Fin avril 2013, la France adoptait la loi sur le mariage pour tous. Quelques semaines plus tard, la Croatie prenait la direction opposée. C’est en effet suite à la réforme française que le collectif croate “U ime obitelji” (“Au nom de la famille”) décide de mettre en place un référendum préventif pour limiter le mariage aux couples hétérosexuels. “L’Eglise a organisé et promu cette initiative” , commente Ivan Grubišić, connu dans le pays pour ses propos très critiques envers la hiérarchie ecclésiastique croate. “C’est grâce à ce soutien que le collectif a pu recueillir 700 000 signatures et organiser le référendum” . Après la phase de collecte des signatures, le collectif dépose sa demande de référendum autour d’une seule question : souhaitez-vous que le mariage soit défini dans la constitution croate comme “l’union entre un homme et une femme” ?

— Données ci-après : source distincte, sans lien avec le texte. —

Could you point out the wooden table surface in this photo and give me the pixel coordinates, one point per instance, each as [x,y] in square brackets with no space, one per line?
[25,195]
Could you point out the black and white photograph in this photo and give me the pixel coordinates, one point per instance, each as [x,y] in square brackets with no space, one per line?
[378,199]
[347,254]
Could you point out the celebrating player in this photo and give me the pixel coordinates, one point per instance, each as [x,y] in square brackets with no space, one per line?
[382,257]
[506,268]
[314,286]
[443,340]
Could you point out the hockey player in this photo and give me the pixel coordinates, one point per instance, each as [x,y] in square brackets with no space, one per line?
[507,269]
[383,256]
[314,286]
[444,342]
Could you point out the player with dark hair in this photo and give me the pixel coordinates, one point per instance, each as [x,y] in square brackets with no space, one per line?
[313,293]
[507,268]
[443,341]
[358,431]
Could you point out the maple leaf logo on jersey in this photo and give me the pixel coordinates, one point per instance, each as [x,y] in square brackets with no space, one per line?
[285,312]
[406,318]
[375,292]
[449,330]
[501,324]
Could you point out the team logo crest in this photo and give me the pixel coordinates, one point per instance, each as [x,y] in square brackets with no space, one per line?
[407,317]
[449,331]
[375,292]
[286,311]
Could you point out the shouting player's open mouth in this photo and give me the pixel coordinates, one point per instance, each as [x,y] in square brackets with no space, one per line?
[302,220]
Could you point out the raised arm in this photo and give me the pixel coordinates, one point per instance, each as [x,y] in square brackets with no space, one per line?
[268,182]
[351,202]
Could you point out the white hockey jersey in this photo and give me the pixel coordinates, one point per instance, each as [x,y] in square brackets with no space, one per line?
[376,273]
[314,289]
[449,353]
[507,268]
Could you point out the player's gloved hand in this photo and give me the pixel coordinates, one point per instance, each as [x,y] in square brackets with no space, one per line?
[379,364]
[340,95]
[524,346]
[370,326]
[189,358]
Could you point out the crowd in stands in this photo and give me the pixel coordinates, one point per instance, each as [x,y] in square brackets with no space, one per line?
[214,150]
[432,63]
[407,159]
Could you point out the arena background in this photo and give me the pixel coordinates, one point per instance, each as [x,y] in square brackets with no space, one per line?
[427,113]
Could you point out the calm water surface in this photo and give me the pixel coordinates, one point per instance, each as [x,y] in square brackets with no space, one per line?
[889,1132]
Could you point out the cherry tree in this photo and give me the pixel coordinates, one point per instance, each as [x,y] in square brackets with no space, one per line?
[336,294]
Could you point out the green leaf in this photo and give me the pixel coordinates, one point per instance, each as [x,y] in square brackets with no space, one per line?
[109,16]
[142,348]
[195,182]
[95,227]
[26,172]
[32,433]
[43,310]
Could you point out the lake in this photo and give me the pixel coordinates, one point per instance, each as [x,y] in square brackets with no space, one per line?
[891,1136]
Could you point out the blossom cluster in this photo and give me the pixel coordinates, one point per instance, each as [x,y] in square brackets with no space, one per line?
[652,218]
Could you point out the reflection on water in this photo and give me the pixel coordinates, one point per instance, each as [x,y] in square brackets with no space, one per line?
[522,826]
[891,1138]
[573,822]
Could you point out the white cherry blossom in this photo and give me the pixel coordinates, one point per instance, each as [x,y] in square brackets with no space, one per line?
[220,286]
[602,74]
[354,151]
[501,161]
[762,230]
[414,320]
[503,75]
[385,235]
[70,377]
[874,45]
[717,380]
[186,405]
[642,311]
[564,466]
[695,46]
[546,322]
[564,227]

Le 1er décembre 2013, malgré l’opposition des associations pour la protection des droits de l’homme et des minorités et un gouvernement socialiste contrarié, 65% des votants décident l’interdiction du mariage gay (le taux de participation a dépassé de peu les 40%). “Il est vrai que notre constitution interdit maintenant le mariage homosexuel. Mais il est vrai aussi qu’une loi croate garantit aux couples du même sexe des droits très proches à ceux des couples hétérosexuels” , précise le président croate, Ivo Josipović. A l’époque de la Yougoslavie, l’homosexualité était considéré comme un crime. Aujourd’hui, le président croate assure que le climat est beaucoup plus détendu. Depuis la dissolution de la Yougoslavie, les choses ont avancé en matière de tolérance de l’homosexualité. Cependant, beaucoup reste à faire : selon un sondage organisé en 2013 par la Fondation Friedrich Ebert Stiftung, 33% des jeunes Croates (14-27 ans) considèrent l’homosexualité comme une maladie.

La question de l’alphabet cyrillique et les rapports avec le Vatican

Après le succès de la campagne contre le mariage homosexuel, certains milieux de la droite nationaliste ont collecté des signatures pour la convocation d’un deuxième référendum. Cette fois, les Croates seraient appelé à introduire une loi pour l’interdiction de tout usage officiel de l’alphabet cyrillique, pourtant prévu par la loi dans les régions où la minorité serbe est présente. Le gouvernement de Zagreb a déjà manifesté son opposition à ce référendum, mais l’Eglise y serait plutôt favorable. Selon Ivan Grubišić, “l’Eglise croate est à la fois réactionnaire et nationaliste” . En effet, il n’est pas rare d’entendre un évêque s’exprimer en faveur de cette mobilisation. C’est le cas par exemple de l’archevêque de Gospić-Senj, Mile Bogović, ou de l’archevêque de Sibenik, Ante Ivas.

Cette proximité de l’église aux milieux nationalistes et conservateurs contraste avec les tentatives de Pape François de redorer l’image de l’église catholique. “Les Croates apprécient le nouveau Pape” , assure Ivan Grubišić, “mais pas la hiérarchie ecclésiastique : je sais que les étudiants en théologie n’ont pas de respect pour lui” . Le Vatican a été le premier pays à reconnaître la Croatie, suite à sa déclaration d’indépendance en 1991 et, encore aujourd’hui, l’Etat croate verse au Saint-Siège plus de 20 millions d’euros par an. Les relations entre les deux pays sont très bonnes, mais si l’Eglise croate ne se met pas à la page, elle pourrait bientôt paraître plus conservatrice que le Vatican.